Page / Pages body text (Aleph / FollowTheMoney): Page is a per-page shard (often filtered with properties.document + properties.index); Pages is the multi-page file. In Aleph’s entity index, extracted text is often stored as indexText and folded into Elasticsearch’s internal text field; that aggregate field is not stored in _source, and properties.bodyText may be empty even when search matches. This MCP treats Page and Pages the same for body text: it builds truncated properties.bodyText from, in order: bodyText, indexText, rawText, then (search only) joined highlight snippets. When the content came from highlight, the slim hit includes bodyTextFromSearchHighlight: true (preview snippets, not the full file). Use aleph_get_entity or aleph_get_entity_markdown when you need full text and the entity has bodyText / indexText in the API response.

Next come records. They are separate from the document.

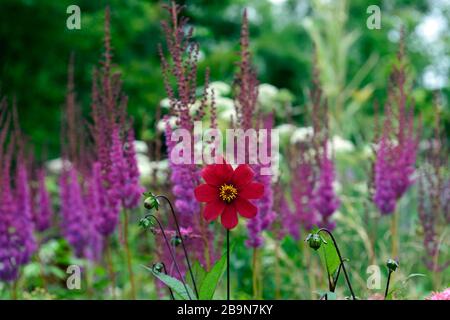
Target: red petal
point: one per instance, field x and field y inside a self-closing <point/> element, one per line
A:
<point x="217" y="174"/>
<point x="245" y="208"/>
<point x="253" y="190"/>
<point x="229" y="217"/>
<point x="213" y="209"/>
<point x="205" y="193"/>
<point x="242" y="175"/>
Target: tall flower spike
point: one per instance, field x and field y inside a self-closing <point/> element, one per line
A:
<point x="397" y="146"/>
<point x="44" y="210"/>
<point x="302" y="185"/>
<point x="433" y="198"/>
<point x="78" y="226"/>
<point x="17" y="242"/>
<point x="325" y="200"/>
<point x="245" y="80"/>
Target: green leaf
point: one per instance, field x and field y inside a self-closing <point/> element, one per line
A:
<point x="397" y="288"/>
<point x="328" y="255"/>
<point x="212" y="278"/>
<point x="328" y="295"/>
<point x="199" y="274"/>
<point x="176" y="285"/>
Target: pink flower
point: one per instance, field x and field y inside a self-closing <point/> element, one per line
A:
<point x="444" y="295"/>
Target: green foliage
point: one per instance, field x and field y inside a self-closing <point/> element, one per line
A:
<point x="184" y="292"/>
<point x="212" y="278"/>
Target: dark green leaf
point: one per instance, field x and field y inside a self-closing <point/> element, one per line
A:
<point x="176" y="285"/>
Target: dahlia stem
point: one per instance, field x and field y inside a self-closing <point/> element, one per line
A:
<point x="206" y="245"/>
<point x="128" y="256"/>
<point x="14" y="290"/>
<point x="387" y="285"/>
<point x="394" y="233"/>
<point x="228" y="264"/>
<point x="182" y="241"/>
<point x="255" y="278"/>
<point x="340" y="258"/>
<point x="170" y="290"/>
<point x="277" y="271"/>
<point x="311" y="275"/>
<point x="110" y="267"/>
<point x="172" y="254"/>
<point x="41" y="271"/>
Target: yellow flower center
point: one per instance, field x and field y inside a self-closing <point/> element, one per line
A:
<point x="227" y="192"/>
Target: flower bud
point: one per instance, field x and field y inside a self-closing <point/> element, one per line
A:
<point x="314" y="241"/>
<point x="392" y="265"/>
<point x="145" y="223"/>
<point x="158" y="267"/>
<point x="150" y="201"/>
<point x="175" y="241"/>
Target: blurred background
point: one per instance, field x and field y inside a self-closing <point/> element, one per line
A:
<point x="355" y="63"/>
<point x="35" y="46"/>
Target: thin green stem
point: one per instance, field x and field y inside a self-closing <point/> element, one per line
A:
<point x="128" y="256"/>
<point x="110" y="267"/>
<point x="182" y="241"/>
<point x="387" y="285"/>
<point x="228" y="265"/>
<point x="340" y="258"/>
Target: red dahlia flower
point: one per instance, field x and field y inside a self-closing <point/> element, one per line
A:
<point x="227" y="191"/>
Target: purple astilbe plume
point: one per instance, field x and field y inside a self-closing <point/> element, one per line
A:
<point x="246" y="84"/>
<point x="313" y="191"/>
<point x="17" y="243"/>
<point x="113" y="137"/>
<point x="302" y="186"/>
<point x="397" y="146"/>
<point x="246" y="81"/>
<point x="263" y="220"/>
<point x="325" y="199"/>
<point x="286" y="222"/>
<point x="43" y="211"/>
<point x="105" y="219"/>
<point x="133" y="189"/>
<point x="433" y="199"/>
<point x="77" y="225"/>
<point x="180" y="68"/>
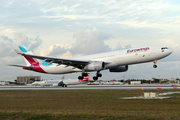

With includeRaw: true, structured mode returns { "results": [ … ], "raw": <original Aleph search JSON> } so the slim array and the full API body can both be inspected.

Use responseMode: "raw" to receive the unmodified Aleph JSON payload (including status, total, and full links).

Errors use MCP isError with status and body when available.

Tool: aleph_get_entity

Fetches one entity by id using OpenAleph GET /api/2/entities/:id. Use this when you already have an entity id (from aleph_search, the web UI, or exports)—including documents, emails, people, and other FtM schemata.

Argument Type Description
id string (required) Entity id (URL-encoded on the wire if it contains special characters).
responseMode "structured" | "raw" (optional) Default: structured (same shaping as search).
includeRaw boolean (optional) Include Aleph’s JSON under raw in structured mode. Default: false.
includeContentFields boolean (optional) Include heavy fields (bodyHtml, bodyText, …). Default: false.
contentPreviewChars number (optional) When > 0, caps Email bodyMarkdown or Pages bodyText (overrides bodyMarkdownMaxChars). Default: 0.
bodyMarkdownMaxChars number (optional) When contentPreviewChars is 0, max length of Email bodyMarkdown or Pages bodyText. Default: 6000 (longer than search for reading one entity).
maxArrayValuesPerField number (optional) Cap per field. Default: 20.

Structured output shape (default)

The root value is a single slim entity object—the same shape as one element of the aleph_search array:

{
  "schema": "Pages",
  "properties": {
    "title": ["…"],
    "fileName": ["…"]
  },
  "dataset": "collection-id-or-null",
  "score": null,
  "id": "your-entity-id",
  "link": "https://your-instance.example.org/entities/your-entity-id"
}

With includeRaw: true, structured mode returns { "result": { … }, "raw": <original Aleph entity JSON> }.

Set includeContentFields: true when you need full document or email body text.

Tool: aleph_get_entity_markdown

Fetches one entity by id (GET /api/2/entities/:id) and returns full body text (same source as structured mode, but no length cap on the returned string except the internal safety limit on huge inputs). Email: bodyMarkdown (HTML→Markdown from bodyHtml). Pages: plain bodyText. Use this when truncatedBody is true on search/get-entity output or you need the complete text.

Argument Type Description
id string (required) Entity id (Email with usable bodyHtml, or Pages with bodyText).
includeRaw boolean (optional) Include Aleph’s JSON under raw. Default: false.

Successful responses are JSON with id, schema, and either Email fields (bodyMarkdown, bodyMarkdownFullChars, htmlSourceTruncated) or Pages fields (bodyText, bodyTextFullChars, htmlSourceTruncated). If there is no usable body, the tool returns MCP isError: true with an explanatory message that lists which property keys were present on the parent and the exact child-pages query that was tried — helpful for telling ingest gaps apart from access-scope problems.

Pages: automatic child-page aggregation

OpenAleph’s /api/2/entities/:id handler for a single entity sets excludes = ["text", "numeric.*"], so the parent of a paginated Pages document almost always has an empty properties.bodyText. FollowTheMoney keeps per-page text on child Page entities (Page:bodyText, Page:index, Page:document → <parent_id>).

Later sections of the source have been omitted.